Public engagement with the Martin case staked out through bookmarked texts.
View online exhibition“Reading Trayvon Martin” is a personal bibliography for the criminal case following the fatal shooting of Trayvon Martin on February 26, 2012. The site tracks articles and essays relating to the case that artist Martine Syms has read and bookmarked, each one presented as a headline with an accompanying link, devoid of timestamp, source, or tag.
Syms’s project began on April 2, 2012, with an article entitled “Trayvon Martin’s Last Minutes,” which was published by CNN shortly after the case began to receive national attention. From this point, her bookmarks wind through a range of media and opinion, including mainstream news sources, like the New York Times, AP, or Huffpost: Black Voices; local press like the Tampa Bay Times; in-depth opinion from Think Progress or Colorlines; and even primary documents such as a PDF of Shellie Zimmerman’s signed testimony.

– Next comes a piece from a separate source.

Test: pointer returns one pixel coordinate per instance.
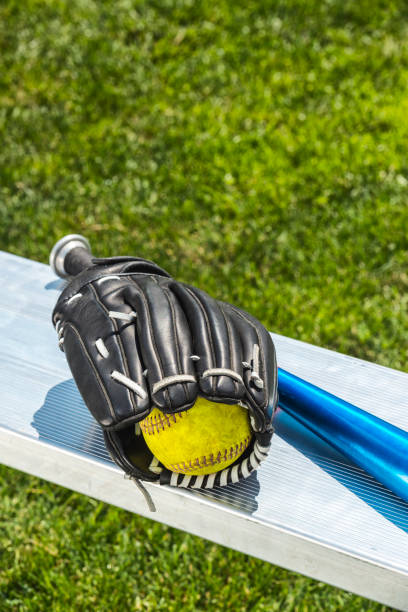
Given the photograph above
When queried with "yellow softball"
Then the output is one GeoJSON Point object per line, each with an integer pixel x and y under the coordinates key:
{"type": "Point", "coordinates": [204, 439]}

What accumulates is an archive of intense attention, one that, as Syms notes, has no “foreseeable end” as her interest promises to persist even after the case has left the national spotlight. Part document, part ongoing performance, “Reading Trayvon Martin” reflects an active, emotionally engaged reader navigating the maelstrom of coverage that the case received.
The concept of reading in public, which is at the heart of this work, is one that Syms equates with political participation and solidarity. Asked about the conception of the piece, she writes:
I wanted to contribute to the grassroots movement that was originally sited on Twitter. For the past few years, I’ve been very interested in the “reader” as a position of power, the reader makes meaning and pleasure (or displeasure, in this case). With this piece, I tried to understand my own perspective as the “audience” of this event and its subsequent media coverage, particularly given my experience as a young black woman.
Here, reading, once considered a solitary endeavor, is re-examined as an active stance through the added dimensions of posting, sharing, reframing, and thus contributing to a broader conversation across social media. The act of bookmarking becomes synonymous with the process of staking out a position, publicly declaring a side or a perspective.
News cycles are designed to exhaust themselves: to break, aggregate, and elaborate stories, to create buzz as well as closure, and, above all, to create a desire for more news. By preserving the reception of the case as it unfolded within the media, “Reading Trayvon Martin” works against the way coherent memory and media synthesis are at odds with the continuous flow of fresh dramas and crises. Taken together, the headlines—among them “Fugitive Slave Mentality,” “Your Guide to the Idiotic Racist Backlash Against Trayvon Martin,” “America Is Dying Slowly: Talking About Hip-Hop After Trayvon Martin – Culture – GOOD,” “Trayvon Martin’s parents say his death was not ‘God’s plan’ | theGrio,” “Zimmerman lawyer pursuing traditional self-defense”—offer a time capsule of conversation around the Martin case and, on a deeper level, reflect the rage, despair, empathy, and institutional prejudice that permeate US history and are so entrenched in current events.
Martine Syms is an artist and conceptual entrepreneur based in Los Angeles. From 2007–11, she directed Golden Age, a project space focused on exhibitions, performances, and printed matter that she founded. At Golden Age, she organized over fifty innovative cultural projects ranging from film screenings to interactive online exhibitions. She also initiated a publishing program, which included a catalogue of ten titles by international, emerging artists. She has lectured at SXSW, Light Industry, Project Row Houses, the Houston Museum of African American Art, California Institute of the Arts, University of Chicago, the Museum of Contemporary Art Chicago, Johns Hopkins University, Maryland Institute College of Art, and MoMA P.S.1, among other venues. Her artwork has been exhibited and screened extensively, including presentations at the New Museum, MCA Chicago, Green Gallery (Milwaukee), Gene Siskel Film Center (Chicago), Capricious Space (Brooklyn), Wassaic Project (NY), and White Flag Projects (St. Louis).